8. Zuschneideanlage nach einem der Ansprüche 1 bis 7, dadurch gekennzeichnet, dass die ersten und die zweiten Haltetürme jeweils eine Hubvorrichtung (30) zum Bewegen
der von ihnen getragenen Greiferbalken (15, 25) zwischen einer abgesenkten Stellung
und einer angehobenen Stellung aufweisen.

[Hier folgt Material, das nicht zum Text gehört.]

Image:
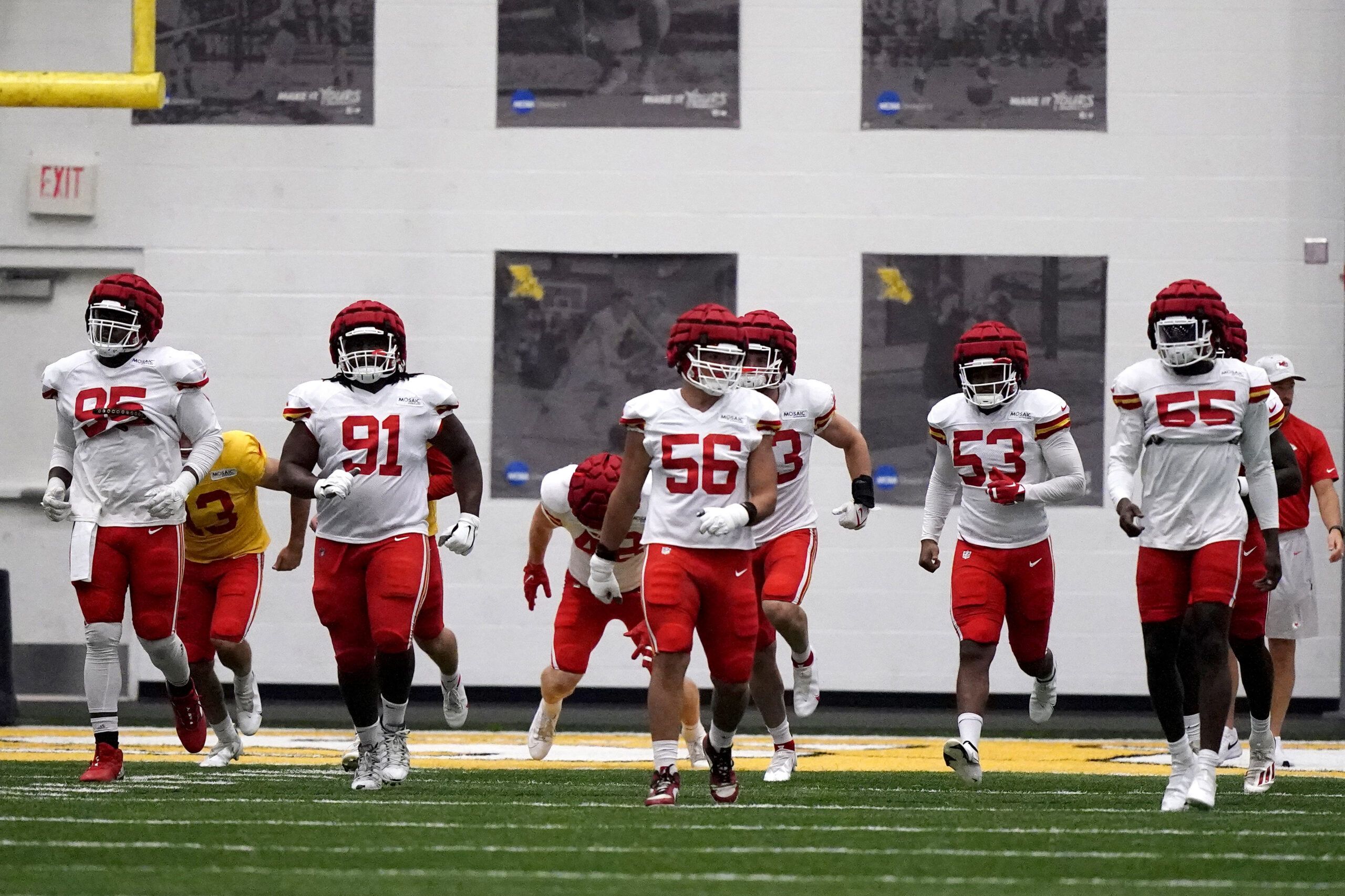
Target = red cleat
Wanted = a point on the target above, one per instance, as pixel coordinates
(189, 720)
(105, 766)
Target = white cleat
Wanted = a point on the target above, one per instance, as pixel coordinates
(1230, 748)
(783, 763)
(965, 759)
(808, 688)
(248, 703)
(1261, 765)
(1178, 784)
(1203, 786)
(369, 767)
(1043, 701)
(541, 734)
(455, 703)
(222, 754)
(696, 747)
(397, 763)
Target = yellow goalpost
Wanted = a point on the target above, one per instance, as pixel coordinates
(142, 88)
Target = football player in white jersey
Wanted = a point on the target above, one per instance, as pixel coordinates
(1188, 420)
(118, 471)
(787, 543)
(368, 431)
(1010, 451)
(575, 498)
(708, 447)
(1247, 622)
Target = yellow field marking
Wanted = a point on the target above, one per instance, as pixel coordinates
(509, 751)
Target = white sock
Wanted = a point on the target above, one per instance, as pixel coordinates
(969, 728)
(225, 731)
(369, 735)
(395, 715)
(721, 739)
(665, 754)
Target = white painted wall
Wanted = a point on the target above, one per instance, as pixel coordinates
(1226, 150)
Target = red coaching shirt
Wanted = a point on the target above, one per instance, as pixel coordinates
(1315, 459)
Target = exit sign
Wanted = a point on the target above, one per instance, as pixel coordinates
(56, 189)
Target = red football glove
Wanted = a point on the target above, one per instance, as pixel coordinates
(1004, 489)
(639, 634)
(534, 578)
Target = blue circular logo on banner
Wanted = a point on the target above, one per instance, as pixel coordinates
(885, 478)
(889, 102)
(524, 101)
(517, 474)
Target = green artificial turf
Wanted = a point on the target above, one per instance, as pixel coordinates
(257, 830)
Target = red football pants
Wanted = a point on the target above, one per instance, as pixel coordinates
(1168, 581)
(993, 586)
(710, 592)
(219, 603)
(368, 597)
(146, 560)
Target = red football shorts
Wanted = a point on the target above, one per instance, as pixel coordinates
(582, 619)
(219, 603)
(368, 597)
(783, 568)
(1248, 618)
(993, 586)
(1168, 581)
(146, 560)
(709, 591)
(429, 622)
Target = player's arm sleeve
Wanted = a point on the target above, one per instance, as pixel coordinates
(197, 420)
(940, 494)
(1067, 471)
(1261, 471)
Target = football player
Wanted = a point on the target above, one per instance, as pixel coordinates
(1188, 419)
(118, 471)
(366, 432)
(221, 588)
(1247, 621)
(708, 446)
(1010, 451)
(575, 498)
(787, 543)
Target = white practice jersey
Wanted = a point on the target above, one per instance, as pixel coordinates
(630, 556)
(1188, 436)
(698, 461)
(384, 436)
(1013, 437)
(124, 423)
(806, 408)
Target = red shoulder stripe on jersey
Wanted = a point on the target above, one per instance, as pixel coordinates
(1052, 427)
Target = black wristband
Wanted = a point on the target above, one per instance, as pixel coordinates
(861, 492)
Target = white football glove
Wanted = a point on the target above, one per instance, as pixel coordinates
(54, 501)
(721, 521)
(335, 486)
(603, 580)
(166, 501)
(462, 537)
(852, 516)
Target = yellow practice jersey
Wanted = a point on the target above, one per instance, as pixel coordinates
(222, 516)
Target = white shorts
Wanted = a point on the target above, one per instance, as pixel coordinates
(1291, 610)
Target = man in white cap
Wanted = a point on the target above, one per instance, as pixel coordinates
(1291, 611)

9. Zuschneideanlage nach einem der Ansprüche 1 bis 8, dadurch gekennzeichnet, dass die zweiten Haltetürme (21, 28) und/oder die Enden der ausfahrbaren Verlängerungsstücke
(23) eine Andockvorrichtung zur lösbaren Verbindung von Haltetürmen (21, 28) und Verlängerungsstücken
(23) aufweisen.
10. Zuschneideanlage nach Anspruch 9, dadurch gekennzeichnet, dass als Andockvorrichtung der jeweils zweite Halteturm (21, 28) einen in der Achsrichtung
der Greiferbalken (15, 25) abstehenden Zapfen (31) aufweist, auf den das jeweilige
Verlängerungsstück (23) des Greiferbalkens (15, 25) mit einer an seinem Ende ausgebildeten
Bohrung formschlüssig auffahrbar ist.
11. Zuschneideanlage nach einem der Ansprüche 1 bis 10 mit einer Anzahl von ortsfesten
ersten Umlenkwellen (36) und einer Anzahl von in einem gegenüber den ortsfesten Umlenkwellen
(36) beweglich angeordneten Schlitten (37) gelagerten zweiten Umlenkwellen (38), dadurch gekennzeichnet, dass der bewegliche Schlitten (37) mit den zweiten Umlenkwellen (38) mittels eines Motors
(40) verfahrbar ist und eine gesteuerte Vorspannung der über die ersten und zweiten
Umlenkwellen laufenden Materialbahn einstellbar ist.